Aria Networks raised $125 million in its first funding round to build networking infrastructure purpose-built for data centers running AI and agent workloads. The round was backed by Sutter Hill Ventures, Atreides Management, Valor Equity Partners, and Eclipse Ventures, according to Tech Startups and confirmed by Reuters.

The Palo Alto startup, founded in 2025, has already moved from founding to production deployments in 15 months.

The Problem: Networks as Bottleneck

The pitch centers on a specific bottleneck. GPU-dense data centers are scaling compute capacity rapidly, but the networking layer connecting those GPUs was designed for general-purpose traffic, not the burst patterns and multi-hop communication that AI inference and agent orchestration produce.

“The race to scale AI has exposed a quiet bottleneck: the networks that move data inside modern data centers,” Tech Startups reported.

Aria’s “Deep Networking platform” treats the network as an active participant in workload optimization rather than a passive pipeline. The system is designed to work across AI chips from multiple vendors, including Nvidia and Google, allowing operators to upgrade hardware or switch vendors without rebuilding their network stack, according to the Tech Startups report.

Token Efficiency as a Metric

Aria frames its value proposition around “token efficiency,” measuring how much useful AI output a data center produces relative to the cost of running it. In practical terms, the company optimizes how data moves between model inference endpoints, reduces latency for multi-hop agent calls, and adapts routing in real time as workloads shift.

The concept matters as agent workloads increasingly distribute across multiple GPU nodes and cloud providers like CoreWeave, Lambda, and Crusoe. A single agent request might trigger inference calls across several endpoints, making the networking layer between them a performance-critical path.

Speed to Market

The company emphasized its pace. “In just over a year, we have gone from founding to funding to fielding customers in production,” Aria wrote in a blog post cited by Tech Startups. Atreides managing partner Gavin Baker joined the board alongside Stefan Dyckerhoff of Sutter Hill and Aria’s founding team.

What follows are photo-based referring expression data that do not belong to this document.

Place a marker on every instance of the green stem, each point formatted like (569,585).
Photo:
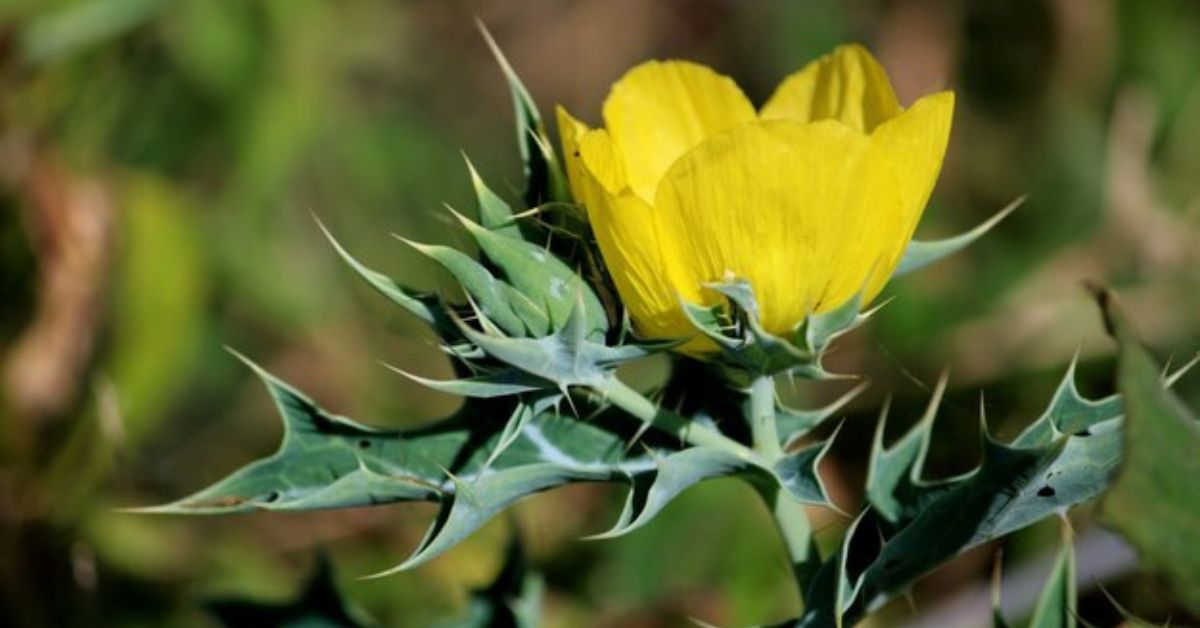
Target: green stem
(634,402)
(762,417)
(796,531)
(790,518)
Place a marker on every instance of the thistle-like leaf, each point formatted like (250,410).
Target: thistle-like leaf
(1014,486)
(475,502)
(795,424)
(541,276)
(565,357)
(1153,497)
(424,306)
(495,213)
(750,350)
(798,474)
(921,253)
(329,461)
(1056,604)
(672,476)
(544,175)
(487,386)
(501,303)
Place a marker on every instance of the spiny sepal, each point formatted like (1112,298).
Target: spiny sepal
(921,253)
(749,350)
(544,175)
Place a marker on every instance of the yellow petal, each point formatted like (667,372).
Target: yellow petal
(660,109)
(624,228)
(847,84)
(804,211)
(570,131)
(913,145)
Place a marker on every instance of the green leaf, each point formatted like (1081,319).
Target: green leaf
(894,483)
(424,306)
(493,211)
(329,461)
(475,502)
(749,350)
(1056,604)
(1155,495)
(544,175)
(925,524)
(797,473)
(563,358)
(795,424)
(922,253)
(493,297)
(492,384)
(672,476)
(78,27)
(537,273)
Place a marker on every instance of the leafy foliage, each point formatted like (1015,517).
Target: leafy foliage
(1152,502)
(535,351)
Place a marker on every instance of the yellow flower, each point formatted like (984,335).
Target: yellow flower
(811,199)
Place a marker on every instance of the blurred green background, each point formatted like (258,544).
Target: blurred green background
(161,160)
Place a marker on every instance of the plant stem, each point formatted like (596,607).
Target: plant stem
(789,514)
(634,402)
(796,531)
(762,417)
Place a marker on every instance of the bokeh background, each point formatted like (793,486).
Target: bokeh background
(161,160)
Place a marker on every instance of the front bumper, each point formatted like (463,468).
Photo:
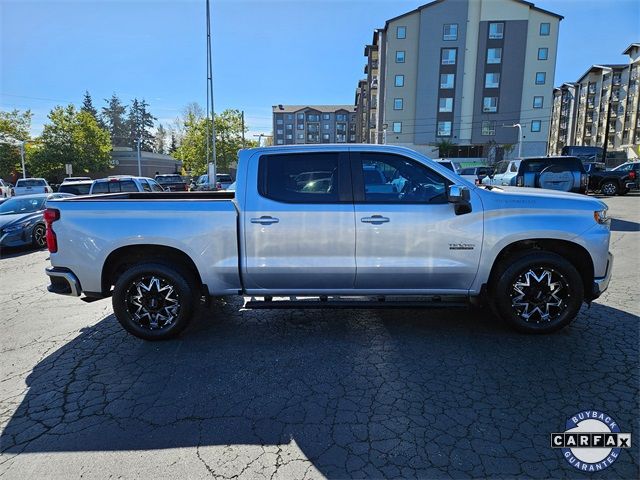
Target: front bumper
(602,283)
(63,281)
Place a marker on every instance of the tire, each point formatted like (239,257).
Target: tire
(39,236)
(609,188)
(154,301)
(537,292)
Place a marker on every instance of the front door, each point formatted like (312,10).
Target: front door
(407,234)
(299,233)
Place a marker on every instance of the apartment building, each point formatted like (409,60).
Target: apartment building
(296,124)
(464,71)
(601,109)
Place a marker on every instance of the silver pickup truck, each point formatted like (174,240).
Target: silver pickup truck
(333,226)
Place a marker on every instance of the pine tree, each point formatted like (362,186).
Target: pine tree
(113,117)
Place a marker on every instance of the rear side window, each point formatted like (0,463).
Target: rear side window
(537,165)
(299,178)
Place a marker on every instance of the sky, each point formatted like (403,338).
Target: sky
(265,52)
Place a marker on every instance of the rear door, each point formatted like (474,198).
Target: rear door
(408,237)
(299,233)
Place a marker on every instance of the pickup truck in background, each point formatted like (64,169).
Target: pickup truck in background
(315,224)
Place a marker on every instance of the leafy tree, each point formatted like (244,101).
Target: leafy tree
(140,122)
(113,117)
(14,124)
(71,137)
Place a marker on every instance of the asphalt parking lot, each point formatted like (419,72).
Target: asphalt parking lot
(308,394)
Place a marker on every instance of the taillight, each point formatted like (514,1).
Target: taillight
(50,216)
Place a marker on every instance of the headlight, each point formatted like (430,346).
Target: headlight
(601,216)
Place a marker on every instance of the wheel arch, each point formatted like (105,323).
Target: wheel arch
(119,259)
(576,254)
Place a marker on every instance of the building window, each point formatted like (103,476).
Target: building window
(444,129)
(492,80)
(447,80)
(545,29)
(488,128)
(445,105)
(448,56)
(494,55)
(450,31)
(496,30)
(490,104)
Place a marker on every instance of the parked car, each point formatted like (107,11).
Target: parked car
(5,189)
(29,186)
(475,174)
(123,183)
(22,222)
(612,182)
(172,182)
(439,236)
(77,187)
(566,174)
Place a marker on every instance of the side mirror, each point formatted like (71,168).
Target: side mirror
(460,196)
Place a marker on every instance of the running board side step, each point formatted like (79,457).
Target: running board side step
(361,302)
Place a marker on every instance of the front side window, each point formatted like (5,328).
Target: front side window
(450,31)
(492,80)
(445,105)
(490,104)
(395,179)
(494,55)
(444,129)
(496,30)
(447,80)
(545,29)
(448,56)
(291,178)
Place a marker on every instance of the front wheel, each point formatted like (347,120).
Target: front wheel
(154,301)
(538,292)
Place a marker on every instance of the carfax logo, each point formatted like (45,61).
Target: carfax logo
(592,441)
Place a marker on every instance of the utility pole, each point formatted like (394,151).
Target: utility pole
(138,141)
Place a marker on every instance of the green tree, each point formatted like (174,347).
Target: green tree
(114,119)
(14,124)
(73,137)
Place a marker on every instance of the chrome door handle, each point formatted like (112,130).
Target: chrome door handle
(265,220)
(375,219)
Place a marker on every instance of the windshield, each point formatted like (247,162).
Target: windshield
(169,179)
(22,205)
(30,183)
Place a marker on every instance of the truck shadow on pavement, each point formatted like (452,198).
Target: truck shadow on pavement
(370,393)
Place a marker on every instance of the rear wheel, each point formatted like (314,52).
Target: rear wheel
(538,292)
(609,188)
(154,301)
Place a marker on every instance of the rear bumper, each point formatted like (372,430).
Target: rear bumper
(63,281)
(602,283)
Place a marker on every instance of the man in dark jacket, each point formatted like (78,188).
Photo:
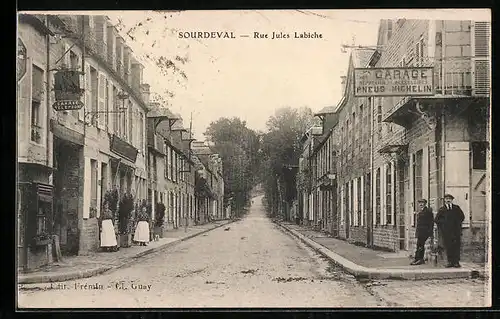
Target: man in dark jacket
(449,221)
(424,230)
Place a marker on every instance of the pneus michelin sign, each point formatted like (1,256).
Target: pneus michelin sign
(407,81)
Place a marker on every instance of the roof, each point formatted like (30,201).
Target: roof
(360,57)
(157,111)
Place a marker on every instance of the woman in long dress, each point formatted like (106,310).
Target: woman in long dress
(108,236)
(142,229)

Infrastructure Stack Deepening

The $125 million round fits a broader pattern of capital flowing into every layer of the agent infrastructure stack. In the past week alone, CoreWeave signed a multi-year GPU capacity deal with Anthropic, Sarvam AI neared closing $350 million for sovereign AI infrastructure in India, and Trent AI raised $13 million for agent runtime security. The signal is consistent: building and running agents at scale requires specialized infrastructure across models, deployment, security, and now networking. For teams operating agent fleets across distributed compute, the networking layer is becoming the next optimization surface.